IV- O Brasil, no Século XX


Muito se tem estudado da Guerra de Canudos. Disso tem resultado copiosa literatura, dentre ensaios, teses, dissertações, artigos acadêmicos e romances, destes sendo o mais conhecido o do peruano Mário Vargas Llosa, La guerra del fin del mundo[1].

Resta, feito o retrospecto acima, destacar alguns aspectos sociais e econômicos reveladores da proximidade e da distância, ao mesmo tempo, da pregação e da luta de Conselheiro e da realidade campesina deste Pais, agora listado dentre os dez mais ricos do Planeta.

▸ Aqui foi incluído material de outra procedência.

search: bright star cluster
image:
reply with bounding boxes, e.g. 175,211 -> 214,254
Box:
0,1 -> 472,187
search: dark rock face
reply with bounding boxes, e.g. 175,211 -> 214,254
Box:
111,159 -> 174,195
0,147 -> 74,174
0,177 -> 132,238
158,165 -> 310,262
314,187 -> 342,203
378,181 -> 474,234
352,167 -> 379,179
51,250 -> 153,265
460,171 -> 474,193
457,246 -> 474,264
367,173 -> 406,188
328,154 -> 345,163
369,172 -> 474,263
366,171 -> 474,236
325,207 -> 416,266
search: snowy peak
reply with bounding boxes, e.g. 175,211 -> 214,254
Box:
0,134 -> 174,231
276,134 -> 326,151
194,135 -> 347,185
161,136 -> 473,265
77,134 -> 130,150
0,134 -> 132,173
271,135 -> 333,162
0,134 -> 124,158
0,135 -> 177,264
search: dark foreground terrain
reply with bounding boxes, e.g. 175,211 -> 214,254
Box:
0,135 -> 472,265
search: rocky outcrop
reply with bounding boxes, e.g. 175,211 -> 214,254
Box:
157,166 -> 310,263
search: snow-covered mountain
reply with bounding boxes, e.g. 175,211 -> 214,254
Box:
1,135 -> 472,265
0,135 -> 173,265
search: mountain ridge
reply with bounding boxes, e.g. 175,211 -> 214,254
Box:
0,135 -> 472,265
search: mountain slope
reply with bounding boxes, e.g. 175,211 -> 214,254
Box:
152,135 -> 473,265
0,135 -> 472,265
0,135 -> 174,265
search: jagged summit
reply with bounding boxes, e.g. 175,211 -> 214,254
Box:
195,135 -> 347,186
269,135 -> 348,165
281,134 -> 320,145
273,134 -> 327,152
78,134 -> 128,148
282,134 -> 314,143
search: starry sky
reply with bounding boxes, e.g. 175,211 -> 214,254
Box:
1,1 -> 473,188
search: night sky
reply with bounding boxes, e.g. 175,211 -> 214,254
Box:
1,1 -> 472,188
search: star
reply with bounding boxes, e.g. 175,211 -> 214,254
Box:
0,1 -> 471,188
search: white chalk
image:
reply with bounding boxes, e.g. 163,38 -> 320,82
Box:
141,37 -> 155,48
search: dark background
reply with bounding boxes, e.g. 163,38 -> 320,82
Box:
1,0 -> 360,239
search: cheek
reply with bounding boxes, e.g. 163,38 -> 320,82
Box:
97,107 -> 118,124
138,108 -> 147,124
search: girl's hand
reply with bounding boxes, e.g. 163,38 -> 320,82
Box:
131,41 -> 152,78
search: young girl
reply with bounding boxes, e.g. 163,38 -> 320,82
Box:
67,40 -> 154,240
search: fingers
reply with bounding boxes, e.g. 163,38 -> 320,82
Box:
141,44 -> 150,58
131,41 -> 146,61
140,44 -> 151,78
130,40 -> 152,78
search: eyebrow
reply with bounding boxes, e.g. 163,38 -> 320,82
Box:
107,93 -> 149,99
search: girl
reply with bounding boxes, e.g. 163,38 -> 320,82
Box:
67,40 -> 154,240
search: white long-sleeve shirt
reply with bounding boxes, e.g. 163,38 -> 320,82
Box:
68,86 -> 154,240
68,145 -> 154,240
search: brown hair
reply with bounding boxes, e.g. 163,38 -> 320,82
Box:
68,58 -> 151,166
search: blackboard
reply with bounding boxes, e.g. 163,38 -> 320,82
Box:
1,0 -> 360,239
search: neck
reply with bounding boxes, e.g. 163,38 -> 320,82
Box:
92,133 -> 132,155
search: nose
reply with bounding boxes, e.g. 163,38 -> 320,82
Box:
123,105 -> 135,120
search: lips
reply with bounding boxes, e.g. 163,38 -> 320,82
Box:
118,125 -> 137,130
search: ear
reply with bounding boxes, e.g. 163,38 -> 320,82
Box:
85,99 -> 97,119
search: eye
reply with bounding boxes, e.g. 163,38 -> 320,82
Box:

A Primeira República, que vigeu de 1889 a 1830, encerrou quando Getúlio Vargas chegou ao poder, inaugurando o que se chama Revolução de Trinta.

De 1930 a 1945, período em que Getúlio Vargas se manteve no poder, ao lado de decisões restritivas dos direitos individuais (de tom nitidamente autoritário) foram introduzidas certas medidas populares, que podem ser simbolizadas pela Consolidação das Leis do Trabalho. Enquanto os subversivos eram vítimas da ação implacável dos esbirros e tribunais de exceção, os operários viam amenizada a exploração de sua força de trabalho. Era a tentativa de inserir o Brasil num novo quadro de divisão internacional do trabalho e fazê-lo protagonista no processo de desenvolvimento capitalista em curso em escala internacional.[2]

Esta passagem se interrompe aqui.